Overview of the paper. In this paper, we focus on the cryptanalysis against block ciphers proposed in [3, 9] and described in Sect. 2. The problem is usually solved in 2 steps: In Step 1, bytes are abstracted by binary values; In Step 2, byte values are searched. In Sect. 3, we describe a first CP model for Step 1, initially proposed in [14]. This model generates many invalid solutions that are filtered out in Step 2 (as initially proposed in [3, 9]). In Sect. 4, we introduce new constraints that remove most of these invalid solutions. In Sect. 5, we briefly describe a CP model for Step 2. In Sect. 6, we evaluate scale-up properties of two classical CP solvers (Choco and Gecode) and a hybrid CP/SAT solver (Chuffed). We show that the new model for Step 1 is much more efficient than the initial model, and that Chuffed is faster than Choco which is faster than Gecode on the hardest instances of the problem. Furthermore, we prove that a solution claimed to be optimal in [3, 9] is not optimal by providing a better solution. Actually, CP allows us not only to solve cryptanalysis problems more efficiently than the dedicated approaches of [3, 9], but also in a safer way as it is easier to check the correctness of a CP model than the correctness of a dedicated program.

2 Problem Statement

In this Section, we detail the general structure of the AES (Advanced Encryption Standard) block cipher [8]. We then describe what a differential attack is and finally introduce the chosen key differential attack model.

2.1 AES Block Cipher

A block cipher is a function \(E: \{0,1\}^n \times \{0,1\}^l \rightarrow \{0,1\}^n\) which, given a binary block X (called plaintext) of length n and a binary key K of length l, outputs a binary ciphered text E(XK) of length n such that \(X = E^{-1}(E(X,K),K)\).
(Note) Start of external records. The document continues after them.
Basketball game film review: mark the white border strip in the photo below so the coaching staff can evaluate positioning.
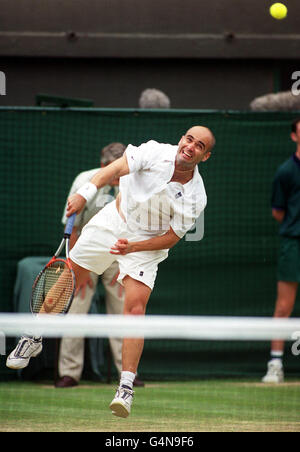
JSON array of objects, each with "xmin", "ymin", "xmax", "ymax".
[{"xmin": 0, "ymin": 314, "xmax": 300, "ymax": 341}]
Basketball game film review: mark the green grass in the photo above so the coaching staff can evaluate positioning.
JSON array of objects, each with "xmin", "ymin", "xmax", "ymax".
[{"xmin": 0, "ymin": 380, "xmax": 299, "ymax": 432}]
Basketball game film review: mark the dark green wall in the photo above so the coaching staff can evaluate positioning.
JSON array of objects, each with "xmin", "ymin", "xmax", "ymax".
[{"xmin": 1, "ymin": 108, "xmax": 299, "ymax": 379}]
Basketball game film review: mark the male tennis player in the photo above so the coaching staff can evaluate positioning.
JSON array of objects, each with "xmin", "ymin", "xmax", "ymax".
[
  {"xmin": 262, "ymin": 118, "xmax": 300, "ymax": 383},
  {"xmin": 64, "ymin": 125, "xmax": 215, "ymax": 417}
]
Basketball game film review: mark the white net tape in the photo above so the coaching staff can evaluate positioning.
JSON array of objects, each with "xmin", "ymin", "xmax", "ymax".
[{"xmin": 0, "ymin": 313, "xmax": 300, "ymax": 341}]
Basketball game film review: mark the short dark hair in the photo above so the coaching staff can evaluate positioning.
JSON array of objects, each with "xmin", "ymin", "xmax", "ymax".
[{"xmin": 291, "ymin": 118, "xmax": 300, "ymax": 133}]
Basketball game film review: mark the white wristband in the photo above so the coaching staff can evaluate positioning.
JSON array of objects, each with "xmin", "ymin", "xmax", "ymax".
[{"xmin": 76, "ymin": 182, "xmax": 97, "ymax": 202}]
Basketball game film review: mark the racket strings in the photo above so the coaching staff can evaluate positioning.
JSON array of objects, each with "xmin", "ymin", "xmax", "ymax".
[{"xmin": 32, "ymin": 261, "xmax": 74, "ymax": 314}]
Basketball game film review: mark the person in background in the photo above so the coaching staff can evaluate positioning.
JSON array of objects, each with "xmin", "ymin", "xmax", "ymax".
[
  {"xmin": 250, "ymin": 91, "xmax": 300, "ymax": 112},
  {"xmin": 138, "ymin": 88, "xmax": 171, "ymax": 109},
  {"xmin": 262, "ymin": 118, "xmax": 300, "ymax": 383}
]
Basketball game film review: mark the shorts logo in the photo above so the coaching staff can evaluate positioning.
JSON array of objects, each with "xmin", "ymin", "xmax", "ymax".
[{"xmin": 139, "ymin": 271, "xmax": 144, "ymax": 277}]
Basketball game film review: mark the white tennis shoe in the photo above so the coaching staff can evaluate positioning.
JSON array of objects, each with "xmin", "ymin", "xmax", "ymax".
[
  {"xmin": 6, "ymin": 336, "xmax": 43, "ymax": 369},
  {"xmin": 109, "ymin": 386, "xmax": 134, "ymax": 418},
  {"xmin": 262, "ymin": 359, "xmax": 284, "ymax": 383}
]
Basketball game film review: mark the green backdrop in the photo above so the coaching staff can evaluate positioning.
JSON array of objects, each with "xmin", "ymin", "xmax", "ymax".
[{"xmin": 0, "ymin": 108, "xmax": 299, "ymax": 380}]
Most of today’s block ciphers have an iterated structure: They apply a round function f r times so that \(E(X,K)=X_r\) with \(X_0=X\) and \(X_{i+1} = f(X_{i},K_{i+1})\) for all \(i\in [0;r-1]\).

Two famous examples of block ciphers are DES (Data Encryption Standard), which was the encryption standard between 1977 and 2000, and AES [8] which is the actual standard since 2001. AES ciphers blocks of length \(n=128\) bits, where each block is seen as a \(4 \times 4\) matrix of bytes, where a byte is a sequence of 8 bits.
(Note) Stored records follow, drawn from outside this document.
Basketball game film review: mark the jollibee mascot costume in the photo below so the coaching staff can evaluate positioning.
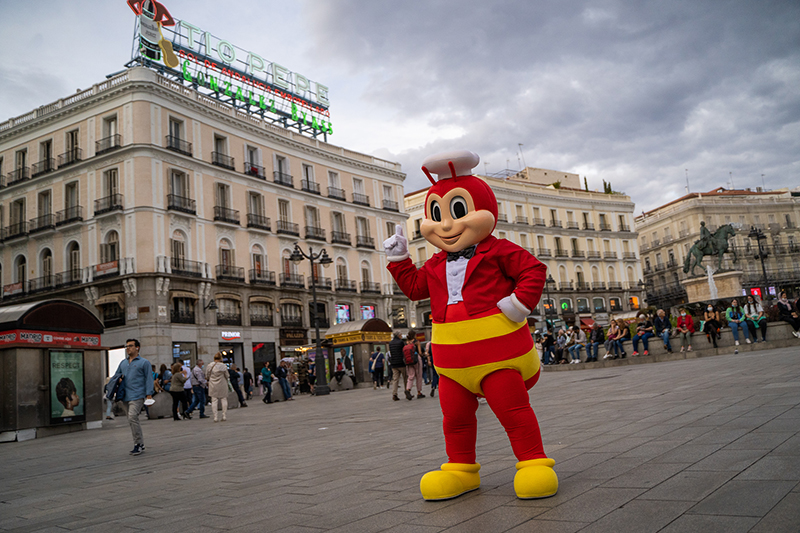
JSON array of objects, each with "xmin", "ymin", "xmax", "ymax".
[{"xmin": 384, "ymin": 150, "xmax": 558, "ymax": 501}]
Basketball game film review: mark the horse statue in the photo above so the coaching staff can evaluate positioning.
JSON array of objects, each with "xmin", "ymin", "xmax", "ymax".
[{"xmin": 683, "ymin": 223, "xmax": 737, "ymax": 276}]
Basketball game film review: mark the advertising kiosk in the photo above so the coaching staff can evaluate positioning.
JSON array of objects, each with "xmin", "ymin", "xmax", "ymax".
[{"xmin": 0, "ymin": 300, "xmax": 104, "ymax": 442}]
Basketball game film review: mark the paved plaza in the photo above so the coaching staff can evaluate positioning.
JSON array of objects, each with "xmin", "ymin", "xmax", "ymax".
[{"xmin": 1, "ymin": 346, "xmax": 799, "ymax": 532}]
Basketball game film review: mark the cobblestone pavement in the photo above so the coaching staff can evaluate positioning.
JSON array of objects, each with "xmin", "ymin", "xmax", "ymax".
[{"xmin": 1, "ymin": 346, "xmax": 799, "ymax": 532}]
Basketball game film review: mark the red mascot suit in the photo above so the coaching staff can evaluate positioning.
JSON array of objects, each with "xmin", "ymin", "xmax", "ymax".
[{"xmin": 384, "ymin": 150, "xmax": 558, "ymax": 501}]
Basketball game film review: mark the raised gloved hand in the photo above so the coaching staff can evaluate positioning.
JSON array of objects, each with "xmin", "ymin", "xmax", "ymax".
[
  {"xmin": 497, "ymin": 294, "xmax": 530, "ymax": 323},
  {"xmin": 383, "ymin": 224, "xmax": 409, "ymax": 262}
]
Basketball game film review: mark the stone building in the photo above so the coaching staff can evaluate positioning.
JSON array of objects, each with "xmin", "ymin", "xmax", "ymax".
[
  {"xmin": 0, "ymin": 67, "xmax": 410, "ymax": 372},
  {"xmin": 403, "ymin": 168, "xmax": 645, "ymax": 330}
]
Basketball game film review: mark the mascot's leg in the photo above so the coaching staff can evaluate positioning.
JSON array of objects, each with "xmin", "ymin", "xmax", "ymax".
[
  {"xmin": 420, "ymin": 375, "xmax": 481, "ymax": 501},
  {"xmin": 482, "ymin": 369, "xmax": 558, "ymax": 499}
]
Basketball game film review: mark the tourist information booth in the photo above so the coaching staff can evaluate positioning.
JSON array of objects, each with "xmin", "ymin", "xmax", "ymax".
[
  {"xmin": 0, "ymin": 300, "xmax": 104, "ymax": 442},
  {"xmin": 324, "ymin": 319, "xmax": 392, "ymax": 385}
]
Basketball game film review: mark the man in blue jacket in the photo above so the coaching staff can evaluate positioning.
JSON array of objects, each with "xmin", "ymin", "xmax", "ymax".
[{"xmin": 109, "ymin": 339, "xmax": 154, "ymax": 455}]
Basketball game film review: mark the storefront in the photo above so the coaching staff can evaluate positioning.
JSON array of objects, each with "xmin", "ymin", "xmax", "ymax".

Given a \(4 \times 4\) matrix of bytes M, we note M[j] the 4 bytes at column \(j\in [0,3]\), and M[j][k] the byte at column \(j\in [0,3]\) and row \(k\in [0,3]\).

The length of keys is \(l\in \{128, 192,256\}\). The number of rounds depends on the key length: \(r=10\) (resp. 12 and 14) for \(l=128\) (resp. 192 and 256). In this Section, we describe AES for \(l=128\).

The round function f of AES uses an SPN (Substitution-Permutation Network) structure and is described in Fig. 1 for \(r=2\) rounds. Before the first round, AddRoundKey is applied on the original plaintext X and the initial key \(K_0 = K\) to obtain \(X_0 = ARK(X,K_0)\). Then, for each round \(i\in [0,r-1]\):

  • SubBytes, ShiftRows and MixColumns are applied on \(X_i\) to obtain \(Y_i = MC(SR(S(X_i)))\),

  • KeySchedule is applied on \(K_i\) to obtain \(K_{i+1} = KS(K_i)\),

  • AddRoundKey is applied on \(Y_i\) and \(K_{i+1}\) to obtain \(X_{i+1} = ARK(Y_i,K_{i+1})\).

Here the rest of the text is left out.